JONAS MARTINY
Pünktlich zum ersten Ballwechsel ist das Mittagessen beendet. Die
fünfköpfige Familie in der mitten in Manacor gelegenen Bar widmet
sich nun trotz bestem Strandwetter dem wichtigen Teil des
Nachmittags: Dem Finale von Wimbledon zwischen Roger Federer und
Rafael Nadal. "Das ist doch klar", sagt der Familienvater, nachdem
er seinen Stuhl auf den Flachbildschirm an der Wand ausgerichtet
hat. "Schließlich ist er einer von uns." Nadal lebt keine 300 Meter
entfernt von hier. Während die großen Stars des Tennis-Zirkus
üblicherweise ihren Wohnsitz in eine der Steueroasen verlegen,
sobald die Preisgelder etwas üppiger zu sprudeln beginnen, bleibt
Rafael Nadal bodenständig und der Heimat treu. "Dies ist der beste
Ort der Welt", sagt Rafael Nadal.

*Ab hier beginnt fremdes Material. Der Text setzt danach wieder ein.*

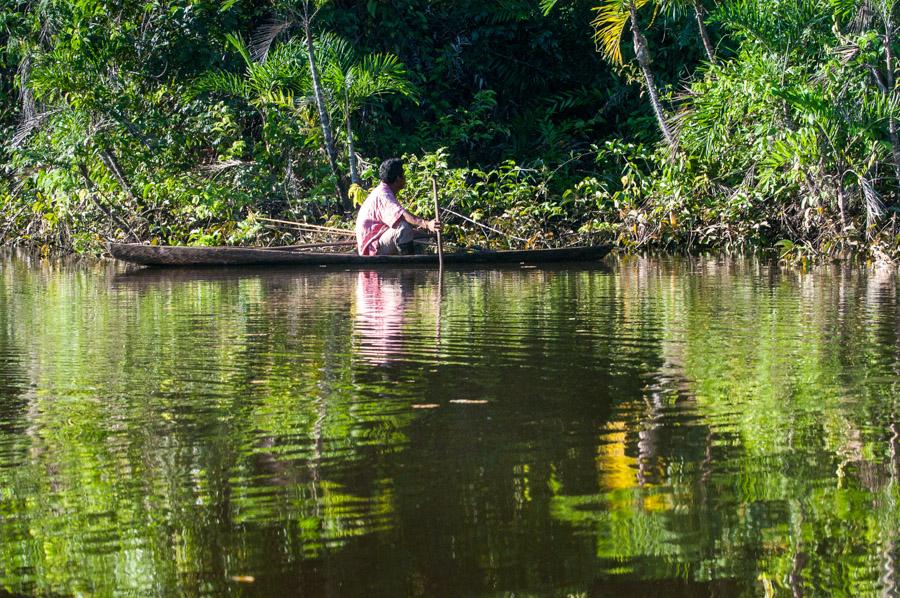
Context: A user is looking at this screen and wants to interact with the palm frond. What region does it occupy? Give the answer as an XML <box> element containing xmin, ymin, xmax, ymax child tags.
<box><xmin>191</xmin><ymin>71</ymin><xmax>249</xmax><ymax>99</ymax></box>
<box><xmin>591</xmin><ymin>0</ymin><xmax>648</xmax><ymax>65</ymax></box>
<box><xmin>225</xmin><ymin>33</ymin><xmax>253</xmax><ymax>66</ymax></box>
<box><xmin>250</xmin><ymin>19</ymin><xmax>294</xmax><ymax>62</ymax></box>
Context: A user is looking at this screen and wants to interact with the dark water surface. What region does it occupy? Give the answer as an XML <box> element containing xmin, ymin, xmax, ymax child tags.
<box><xmin>0</xmin><ymin>251</ymin><xmax>900</xmax><ymax>596</ymax></box>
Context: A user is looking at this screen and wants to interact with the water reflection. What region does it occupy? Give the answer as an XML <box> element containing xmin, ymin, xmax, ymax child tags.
<box><xmin>0</xmin><ymin>259</ymin><xmax>900</xmax><ymax>595</ymax></box>
<box><xmin>353</xmin><ymin>270</ymin><xmax>415</xmax><ymax>365</ymax></box>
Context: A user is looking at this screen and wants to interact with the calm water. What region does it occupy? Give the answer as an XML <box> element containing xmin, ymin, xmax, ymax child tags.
<box><xmin>0</xmin><ymin>255</ymin><xmax>900</xmax><ymax>596</ymax></box>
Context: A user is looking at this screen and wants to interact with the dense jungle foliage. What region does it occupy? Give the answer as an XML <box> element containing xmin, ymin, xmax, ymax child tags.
<box><xmin>0</xmin><ymin>0</ymin><xmax>900</xmax><ymax>260</ymax></box>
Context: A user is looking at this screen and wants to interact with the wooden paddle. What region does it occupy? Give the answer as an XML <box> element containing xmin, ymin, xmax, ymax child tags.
<box><xmin>431</xmin><ymin>176</ymin><xmax>444</xmax><ymax>271</ymax></box>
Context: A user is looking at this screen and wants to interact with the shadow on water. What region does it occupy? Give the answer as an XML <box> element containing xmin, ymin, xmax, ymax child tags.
<box><xmin>0</xmin><ymin>258</ymin><xmax>900</xmax><ymax>596</ymax></box>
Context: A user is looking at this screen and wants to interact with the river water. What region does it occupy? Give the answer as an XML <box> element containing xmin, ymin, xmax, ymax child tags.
<box><xmin>0</xmin><ymin>254</ymin><xmax>900</xmax><ymax>596</ymax></box>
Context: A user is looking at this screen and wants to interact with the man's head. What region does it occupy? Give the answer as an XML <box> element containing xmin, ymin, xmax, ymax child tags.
<box><xmin>378</xmin><ymin>158</ymin><xmax>406</xmax><ymax>191</ymax></box>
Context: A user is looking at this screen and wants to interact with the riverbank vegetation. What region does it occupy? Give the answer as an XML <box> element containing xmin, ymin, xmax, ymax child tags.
<box><xmin>0</xmin><ymin>0</ymin><xmax>900</xmax><ymax>261</ymax></box>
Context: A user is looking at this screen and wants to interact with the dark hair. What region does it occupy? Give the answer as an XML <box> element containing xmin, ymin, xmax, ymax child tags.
<box><xmin>378</xmin><ymin>158</ymin><xmax>403</xmax><ymax>185</ymax></box>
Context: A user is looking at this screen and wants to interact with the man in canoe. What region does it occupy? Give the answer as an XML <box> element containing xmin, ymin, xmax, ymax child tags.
<box><xmin>356</xmin><ymin>158</ymin><xmax>441</xmax><ymax>255</ymax></box>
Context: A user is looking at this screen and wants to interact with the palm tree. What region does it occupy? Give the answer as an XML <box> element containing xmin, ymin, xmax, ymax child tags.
<box><xmin>300</xmin><ymin>0</ymin><xmax>353</xmax><ymax>212</ymax></box>
<box><xmin>246</xmin><ymin>0</ymin><xmax>352</xmax><ymax>212</ymax></box>
<box><xmin>657</xmin><ymin>0</ymin><xmax>718</xmax><ymax>64</ymax></box>
<box><xmin>319</xmin><ymin>35</ymin><xmax>415</xmax><ymax>185</ymax></box>
<box><xmin>541</xmin><ymin>0</ymin><xmax>676</xmax><ymax>148</ymax></box>
<box><xmin>591</xmin><ymin>0</ymin><xmax>675</xmax><ymax>148</ymax></box>
<box><xmin>194</xmin><ymin>33</ymin><xmax>308</xmax><ymax>120</ymax></box>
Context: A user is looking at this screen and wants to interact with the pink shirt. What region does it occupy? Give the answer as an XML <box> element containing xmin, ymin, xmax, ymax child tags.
<box><xmin>356</xmin><ymin>182</ymin><xmax>403</xmax><ymax>255</ymax></box>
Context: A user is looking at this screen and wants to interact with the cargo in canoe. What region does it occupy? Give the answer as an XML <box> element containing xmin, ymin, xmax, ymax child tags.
<box><xmin>109</xmin><ymin>243</ymin><xmax>610</xmax><ymax>266</ymax></box>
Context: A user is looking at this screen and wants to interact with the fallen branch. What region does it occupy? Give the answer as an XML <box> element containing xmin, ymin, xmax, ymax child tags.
<box><xmin>254</xmin><ymin>216</ymin><xmax>356</xmax><ymax>237</ymax></box>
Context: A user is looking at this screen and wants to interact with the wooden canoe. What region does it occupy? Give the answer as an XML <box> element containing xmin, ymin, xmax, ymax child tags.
<box><xmin>109</xmin><ymin>243</ymin><xmax>611</xmax><ymax>266</ymax></box>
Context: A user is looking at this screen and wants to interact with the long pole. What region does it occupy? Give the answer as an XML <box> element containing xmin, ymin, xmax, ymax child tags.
<box><xmin>431</xmin><ymin>176</ymin><xmax>444</xmax><ymax>271</ymax></box>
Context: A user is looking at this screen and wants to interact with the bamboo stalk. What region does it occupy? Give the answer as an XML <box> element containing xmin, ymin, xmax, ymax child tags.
<box><xmin>254</xmin><ymin>241</ymin><xmax>356</xmax><ymax>251</ymax></box>
<box><xmin>256</xmin><ymin>216</ymin><xmax>356</xmax><ymax>237</ymax></box>
<box><xmin>431</xmin><ymin>177</ymin><xmax>444</xmax><ymax>272</ymax></box>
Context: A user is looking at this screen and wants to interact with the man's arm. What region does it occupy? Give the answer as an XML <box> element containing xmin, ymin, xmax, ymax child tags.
<box><xmin>402</xmin><ymin>208</ymin><xmax>441</xmax><ymax>233</ymax></box>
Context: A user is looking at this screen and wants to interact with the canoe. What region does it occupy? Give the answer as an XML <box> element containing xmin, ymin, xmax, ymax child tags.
<box><xmin>109</xmin><ymin>243</ymin><xmax>611</xmax><ymax>266</ymax></box>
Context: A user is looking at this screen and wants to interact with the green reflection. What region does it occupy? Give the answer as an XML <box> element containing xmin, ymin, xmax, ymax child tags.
<box><xmin>0</xmin><ymin>259</ymin><xmax>900</xmax><ymax>595</ymax></box>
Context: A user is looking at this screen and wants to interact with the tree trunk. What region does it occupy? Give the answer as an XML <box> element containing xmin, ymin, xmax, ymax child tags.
<box><xmin>628</xmin><ymin>2</ymin><xmax>675</xmax><ymax>149</ymax></box>
<box><xmin>303</xmin><ymin>2</ymin><xmax>352</xmax><ymax>212</ymax></box>
<box><xmin>694</xmin><ymin>0</ymin><xmax>718</xmax><ymax>64</ymax></box>
<box><xmin>344</xmin><ymin>99</ymin><xmax>362</xmax><ymax>185</ymax></box>
<box><xmin>100</xmin><ymin>149</ymin><xmax>144</xmax><ymax>208</ymax></box>
<box><xmin>884</xmin><ymin>26</ymin><xmax>900</xmax><ymax>187</ymax></box>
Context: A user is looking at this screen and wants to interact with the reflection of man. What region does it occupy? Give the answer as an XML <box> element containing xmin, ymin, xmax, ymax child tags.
<box><xmin>355</xmin><ymin>272</ymin><xmax>404</xmax><ymax>365</ymax></box>
<box><xmin>356</xmin><ymin>158</ymin><xmax>441</xmax><ymax>255</ymax></box>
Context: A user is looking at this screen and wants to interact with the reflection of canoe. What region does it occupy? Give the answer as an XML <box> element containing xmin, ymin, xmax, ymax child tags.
<box><xmin>109</xmin><ymin>243</ymin><xmax>610</xmax><ymax>266</ymax></box>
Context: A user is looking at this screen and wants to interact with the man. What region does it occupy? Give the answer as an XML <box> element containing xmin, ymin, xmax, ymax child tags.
<box><xmin>356</xmin><ymin>158</ymin><xmax>441</xmax><ymax>255</ymax></box>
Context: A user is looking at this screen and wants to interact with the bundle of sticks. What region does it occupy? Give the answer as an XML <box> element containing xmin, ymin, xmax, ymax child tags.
<box><xmin>256</xmin><ymin>216</ymin><xmax>356</xmax><ymax>251</ymax></box>
<box><xmin>256</xmin><ymin>216</ymin><xmax>431</xmax><ymax>251</ymax></box>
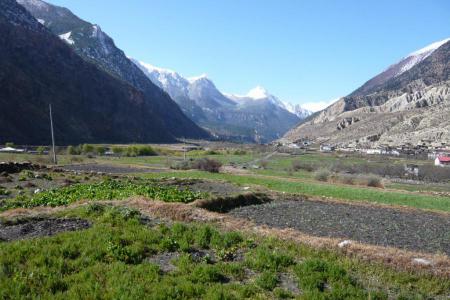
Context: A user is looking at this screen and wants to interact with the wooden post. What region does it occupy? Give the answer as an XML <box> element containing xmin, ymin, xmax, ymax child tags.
<box><xmin>48</xmin><ymin>104</ymin><xmax>58</xmax><ymax>165</ymax></box>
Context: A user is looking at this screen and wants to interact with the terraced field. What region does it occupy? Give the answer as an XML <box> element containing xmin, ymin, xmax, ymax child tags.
<box><xmin>0</xmin><ymin>153</ymin><xmax>450</xmax><ymax>299</ymax></box>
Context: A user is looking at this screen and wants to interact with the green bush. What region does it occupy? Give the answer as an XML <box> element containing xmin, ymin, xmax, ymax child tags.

Noch immer lebt der 22-Jährige in
seiner Geburtsstadt Manacor. Und nicht nur das: Seine Familie
bewohnt weiterhin das Haus mitten in Mallorcas zweitgrößter Stadt,
in dem "Rafa" auch seine Kindheit verbrachte. Nadals
Lebensgefährtin kommt ebenfalls von hier, in Manacor hat er seine
Freunde, hierhin kehrt er zurück, wenn er sich vom Rummel auf der
Tennis-Tour erholt. Seinen Urlaub verbringt er am liebsten in
Portocristo - einem Küstenort, der ebenfalls zur Gemeinde Manacor
gehört. Hier kann er sich beinahe unbehelligt bewegen, wie ein
deutscher Resident aus Portocristo beobachtet hat: "Hier fragt ihn
noch nicht mal jemand nach einem Autogramm, wenn er durchs Dorf
läuft." Manacor selbst hat einem mehrfachen Millionär wie ihm nicht
wirklich viel zu bieten. Fast 20 Millionen US-Dollar hat Nadal
bisher allein an ATP-Preisgeldern eingestrichen. In Manacor gibt es
weder schicke Läden noch teure Restaurants. Mallorcas Schickeria
ist hier nicht zu Hause. Das scheint Nadal aber nicht zu stören.
Starallüren und Luxusgehabe sind dem Weltranglistenzweiten fremd.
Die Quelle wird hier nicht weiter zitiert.